Sur les prestigieuses marches du Met, tout est affaire de symboles. Cette année, en apparaissant en Gap Studio, Kendall Jenner a fait entrer une marque longtemps associée aux basiques dans l’arène la plus élitiste de la mode.
Édouard Vermeulen nous fait visiter son intérieur
Une robe couture… née d’un t-shirt
Le point de départ de sa silhouette ? Un t-shirt blanc Gap basique. Mais entre les mains de Zac Posen, directeur artistique de la marque depuis 2023, il se transforme en matière à sculpter. Étirements, drapés, superpositions de jersey, cuir, mousseline, organza… le simple t-shirt s’est mué en robe fluide façon « drapé mouillé », inspirée de la Victoire de Samothrace, sculpture grecque emblématique.
Résultat ? Une robe qui colle parfaitement au thème du Met Gala 2026, « Fashion Is Art ». Ici, la mode ne s’inspire pas de l’art, mais devient une extension de celui-ci.
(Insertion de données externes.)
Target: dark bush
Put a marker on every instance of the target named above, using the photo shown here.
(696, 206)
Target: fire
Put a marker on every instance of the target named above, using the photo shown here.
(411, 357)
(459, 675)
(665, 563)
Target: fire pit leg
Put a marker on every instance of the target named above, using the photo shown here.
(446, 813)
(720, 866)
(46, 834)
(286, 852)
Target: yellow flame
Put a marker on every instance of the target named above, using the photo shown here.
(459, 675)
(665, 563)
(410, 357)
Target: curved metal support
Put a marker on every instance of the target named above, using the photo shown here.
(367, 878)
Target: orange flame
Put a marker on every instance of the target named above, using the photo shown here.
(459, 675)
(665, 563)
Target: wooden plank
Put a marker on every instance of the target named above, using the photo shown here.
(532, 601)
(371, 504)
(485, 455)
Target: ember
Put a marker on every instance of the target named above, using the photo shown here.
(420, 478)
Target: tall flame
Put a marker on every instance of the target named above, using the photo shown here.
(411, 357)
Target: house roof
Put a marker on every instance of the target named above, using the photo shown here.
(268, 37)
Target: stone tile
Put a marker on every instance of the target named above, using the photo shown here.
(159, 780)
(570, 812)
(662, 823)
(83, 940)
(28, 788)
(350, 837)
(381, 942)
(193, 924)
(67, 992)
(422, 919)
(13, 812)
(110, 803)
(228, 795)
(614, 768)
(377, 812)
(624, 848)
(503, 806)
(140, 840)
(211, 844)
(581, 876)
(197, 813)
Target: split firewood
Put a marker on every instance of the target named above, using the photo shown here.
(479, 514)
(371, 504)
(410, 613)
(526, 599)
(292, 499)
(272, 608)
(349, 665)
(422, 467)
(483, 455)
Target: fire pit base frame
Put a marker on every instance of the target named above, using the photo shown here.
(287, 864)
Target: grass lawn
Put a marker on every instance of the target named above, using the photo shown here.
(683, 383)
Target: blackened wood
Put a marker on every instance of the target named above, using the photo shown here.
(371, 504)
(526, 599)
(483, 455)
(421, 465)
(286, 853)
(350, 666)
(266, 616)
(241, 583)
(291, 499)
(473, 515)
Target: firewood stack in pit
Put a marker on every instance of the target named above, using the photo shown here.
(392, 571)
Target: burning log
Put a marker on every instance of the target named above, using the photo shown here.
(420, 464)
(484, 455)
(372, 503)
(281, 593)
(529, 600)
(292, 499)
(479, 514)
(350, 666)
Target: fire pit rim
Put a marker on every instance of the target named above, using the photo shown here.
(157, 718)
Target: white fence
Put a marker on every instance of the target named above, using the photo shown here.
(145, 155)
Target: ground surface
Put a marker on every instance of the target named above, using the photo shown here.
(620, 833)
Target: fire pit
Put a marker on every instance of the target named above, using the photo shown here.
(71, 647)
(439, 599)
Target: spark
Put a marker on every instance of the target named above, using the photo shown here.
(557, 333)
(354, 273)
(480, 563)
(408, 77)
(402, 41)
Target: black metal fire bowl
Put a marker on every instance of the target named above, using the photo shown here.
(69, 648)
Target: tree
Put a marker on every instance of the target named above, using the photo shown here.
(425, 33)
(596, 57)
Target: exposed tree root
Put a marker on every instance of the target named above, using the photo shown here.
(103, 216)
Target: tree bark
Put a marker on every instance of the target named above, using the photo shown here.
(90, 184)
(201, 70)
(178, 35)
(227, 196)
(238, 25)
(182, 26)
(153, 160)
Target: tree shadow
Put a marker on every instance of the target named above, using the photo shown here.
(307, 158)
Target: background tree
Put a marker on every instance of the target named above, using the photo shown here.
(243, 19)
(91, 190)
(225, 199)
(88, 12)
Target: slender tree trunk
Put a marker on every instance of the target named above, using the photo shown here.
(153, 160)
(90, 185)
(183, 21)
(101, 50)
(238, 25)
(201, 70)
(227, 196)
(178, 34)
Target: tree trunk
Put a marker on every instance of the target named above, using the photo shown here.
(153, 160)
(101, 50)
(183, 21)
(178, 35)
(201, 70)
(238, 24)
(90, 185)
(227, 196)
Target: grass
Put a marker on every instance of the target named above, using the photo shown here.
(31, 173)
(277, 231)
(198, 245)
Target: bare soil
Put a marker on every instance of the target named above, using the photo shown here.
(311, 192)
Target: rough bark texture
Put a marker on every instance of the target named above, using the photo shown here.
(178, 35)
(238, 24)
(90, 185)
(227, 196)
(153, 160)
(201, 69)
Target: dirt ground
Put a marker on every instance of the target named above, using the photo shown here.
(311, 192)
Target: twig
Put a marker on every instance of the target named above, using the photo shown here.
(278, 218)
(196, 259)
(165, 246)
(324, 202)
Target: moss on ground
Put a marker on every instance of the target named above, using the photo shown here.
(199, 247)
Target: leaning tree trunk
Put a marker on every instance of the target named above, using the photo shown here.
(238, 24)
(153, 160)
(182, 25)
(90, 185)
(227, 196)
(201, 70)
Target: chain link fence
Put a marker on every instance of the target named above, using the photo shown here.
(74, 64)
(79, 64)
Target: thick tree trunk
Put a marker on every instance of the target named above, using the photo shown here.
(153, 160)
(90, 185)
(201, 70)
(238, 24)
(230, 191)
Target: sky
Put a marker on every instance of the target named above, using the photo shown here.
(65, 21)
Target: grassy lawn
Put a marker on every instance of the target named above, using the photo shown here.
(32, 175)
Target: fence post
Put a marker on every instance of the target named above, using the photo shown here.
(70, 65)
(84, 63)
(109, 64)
Kendall Jenner, choix stratégique
Kendall Jenner n’est pas une habituée des paris faciles. Depuis ses débuts au Met Gala en 2014, elle alterne entre archives pointues et créations spectaculaires. Cette année encore, choisir Gap, marque grand public par excellence, là où dominent habituellement les maisons de couture, relève d’un geste finement calculé. Une manière de redéfinir ce qui mérite (ou non) sa place sur ce tapis rouge.
Et ça marche ! Parce que la robe n’a rien d’un clin d’œil marketing. Elle incarne un vrai travail de construction, avec son corset en cuir moulé directement sur le corps du mannequin grâce à un scan 3D. Un niveau de précision habituellement réservé à la haute couture.
Gap, de basique à statement
Pendant des décennies, Gap incarnait le vestiaire américain accessible, fonctionnel et sans prétention par excellence. Au menu : denim, hoodies, t-shirts blancs… Pourtant, depuis l’arrivée de Zac Posen, la stratégie évolue. Il s’agit désormais de transformer le banal en exceptionnel, sans jamais perdre de vue l’ADN originel de la marque, simplement de le réinterpréter librement.
Le Met Gala apparaît comme la vitrine par excellence pour cela. En 2024 déjà, l’actrice Da’Vine Joy Randolph avait surpris dans une robe Gap volumineuse inspirée du denim. Avec Kendall Jenner en 2026, la marque confirme qu’elle sait jouer dans la cour des grands.
Le luxe redéfini
Concrètement, ce que montre cette robe, c’est que le luxe ne repose plus seulement sur une maison ou un logo désormais, mais plutôt sur une conviction, une idée forte. Aujourd’hui, pour marquer les esprits, une pièce doit raconter quelque chose. Et partir d’un t-shirt blanc, le vêtement le plus banal qui soit, pour en faire une robe de Met Gala, c’est exactement ça. On prend un objet que tout le monde connaît, et on lui donne un sens et une aura auquel il n’aurait jamais pu prétendre.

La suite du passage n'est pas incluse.